Many parents have taken leadership roles and are actively involved in advocating for their children and others with disabilities. They serve as representatives on panels, they have leadership roles on boards, and they work in non-profit organizations and government agencies. They have testified before school boards, legislative bodies and at public hearings. Here are some of their stories.
Mitzi Proffitt, a Director at Parent to Parent of Georgia shares the story of how she has achieved a leadership role with the Georgia Council on Developmental Disabilities (GCDD).
Patricia Lanaspa, a staff member at Parent to Parent of Georgia, tells her story of how she came into a leadership role in the through her work at P2P and as Chair of the Community Advisory Council for the Center for Leadership in Disability (CLD) at Georgia State.
“It takes a village to raise a child.” I have heard that phrase since I was a little girl. I was raised in a community where my neighbors and my relatives are one and the same. For that reason, I always assumed that “village” meant my aunts, uncles, grandparents, and cousins. They loved me, taught me, and shaped me. When I became a parent, I assumed I would be able to turn to my family for support and guidance. When my youngest son was born and we discovered he wasn’t the picture of health, my village started to dwindle. They were afraid. They were unsure of how to talk to me, terrified of offering to help care for my son, and hesitant to build a bond with a beautiful baby that may not be here much longer. I knew this because I had the same feelings for a while there. So here I was, two children; one on the spectrum and the other a medical enigma, working with a skeleton crew. To say I set out on a quest to find my village seems a little dramatic, but that’s exactly what I had to do if I had any hope of surviving parenthood!
Small towns are notorious for not having much, and that certainly rang true for special needs organizations. There were no “support groups” when my boys were little. My first shot at finding my village was an adaptive baseball team. I still remember our first game, even though it was over ten years ago. I timidly walked my boys up to the field as if I was afraid they would take one look at us and turn us away like a pack of stray dogs. Imagine my surprise when they greeted us like they had known us for years! It was such a great relief. Our village grew a whole baseball team bigger that day…and that was just the beginning! Since then I have grown stronger as a mom, as a friend, and as an advocate. My village opened doors for me that helped me find my voice in a world that sometimes feels hidden.
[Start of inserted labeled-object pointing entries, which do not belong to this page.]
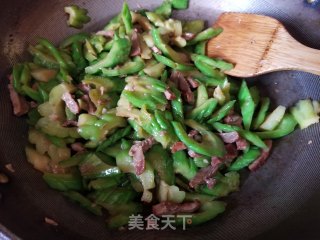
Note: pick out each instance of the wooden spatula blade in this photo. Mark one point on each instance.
(258, 44)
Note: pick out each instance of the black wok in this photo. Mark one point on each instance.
(280, 201)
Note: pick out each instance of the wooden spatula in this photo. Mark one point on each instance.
(258, 44)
A few years after meeting those wonderful women on that baseball field, I was sitting in a doctor’s office with my youngest son and struck up a conversation with a mom who was just starting her journey. Our children did not share diagnoses, but I saw myself in the uncertainty in her eyes. I think that was my “aha moment.” I could make a difference in her world! I instantly took on the role of the diplomat for the special needs community; the person that would show her that she has a huge village, just waiting for her to show up! It is hard to explain the feeling you get when you help someone who feels helpless. It’s almost addictive. I often overwhelm myself with volunteer opportunities, not because I cannot say “no”, but because helping others helps me. I have learned so much about myself, my children, and my community.
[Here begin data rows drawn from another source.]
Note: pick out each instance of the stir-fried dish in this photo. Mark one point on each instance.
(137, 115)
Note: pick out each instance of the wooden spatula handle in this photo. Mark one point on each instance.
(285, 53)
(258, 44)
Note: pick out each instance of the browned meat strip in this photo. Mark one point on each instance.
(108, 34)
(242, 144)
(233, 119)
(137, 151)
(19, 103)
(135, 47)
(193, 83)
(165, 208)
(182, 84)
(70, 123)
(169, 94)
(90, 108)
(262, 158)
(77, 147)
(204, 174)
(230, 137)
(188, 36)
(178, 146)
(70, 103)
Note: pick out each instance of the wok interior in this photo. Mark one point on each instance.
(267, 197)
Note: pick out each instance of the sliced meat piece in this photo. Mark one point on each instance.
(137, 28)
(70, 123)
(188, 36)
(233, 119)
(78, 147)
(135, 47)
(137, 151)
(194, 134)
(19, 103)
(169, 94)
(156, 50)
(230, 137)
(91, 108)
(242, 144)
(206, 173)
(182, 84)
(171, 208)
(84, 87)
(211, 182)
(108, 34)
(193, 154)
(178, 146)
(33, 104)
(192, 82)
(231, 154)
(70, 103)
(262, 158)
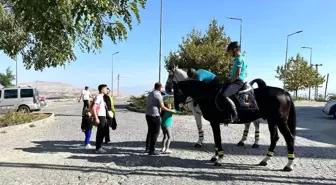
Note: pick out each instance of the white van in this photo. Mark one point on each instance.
(24, 99)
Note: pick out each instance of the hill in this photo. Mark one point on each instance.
(52, 90)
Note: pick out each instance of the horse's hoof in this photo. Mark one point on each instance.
(217, 164)
(213, 159)
(255, 146)
(240, 144)
(287, 169)
(198, 145)
(263, 163)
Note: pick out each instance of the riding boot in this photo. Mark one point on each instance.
(234, 116)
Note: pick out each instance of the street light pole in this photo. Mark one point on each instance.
(287, 53)
(112, 72)
(311, 53)
(16, 72)
(241, 28)
(160, 50)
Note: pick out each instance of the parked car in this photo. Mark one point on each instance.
(24, 99)
(43, 101)
(330, 108)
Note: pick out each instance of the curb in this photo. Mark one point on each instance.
(135, 109)
(28, 125)
(143, 111)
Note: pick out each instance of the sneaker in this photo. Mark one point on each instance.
(168, 151)
(101, 151)
(88, 146)
(154, 153)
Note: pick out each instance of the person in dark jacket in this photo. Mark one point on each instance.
(110, 106)
(86, 127)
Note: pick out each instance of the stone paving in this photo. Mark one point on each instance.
(53, 153)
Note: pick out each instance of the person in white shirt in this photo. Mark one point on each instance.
(86, 97)
(99, 113)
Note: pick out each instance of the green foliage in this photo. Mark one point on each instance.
(7, 78)
(139, 102)
(15, 118)
(331, 96)
(298, 75)
(203, 51)
(47, 33)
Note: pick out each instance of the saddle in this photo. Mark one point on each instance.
(244, 99)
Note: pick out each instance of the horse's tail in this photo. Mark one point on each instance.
(292, 116)
(260, 82)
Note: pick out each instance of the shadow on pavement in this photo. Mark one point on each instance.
(76, 147)
(194, 174)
Growing up, I always dreamed of becoming a mother. It’s all I have ever wanted. Never once in those dreams did my children have special needs. Now, I won’t sit here and tell you that raising two kids with special needs is an easy peasy dream come true, because I would be lying! However, being their mom has opened doors that I never would have even known about. Thanks to my boys, I am a supporting parent volunteer with Parent to Parent. I am an educational advocate. I am working towards becoming an educational surrogate, and I have a passion for connecting new parents to the resources they need. Thanks to my boys, I can go to that new mom at the therapy office, the young parents in the specialist’s waiting room, or the worn out mom in the grocery store who looks like she’s about to break and say “Hello, my name is Donna. Let me introduce you to your village.”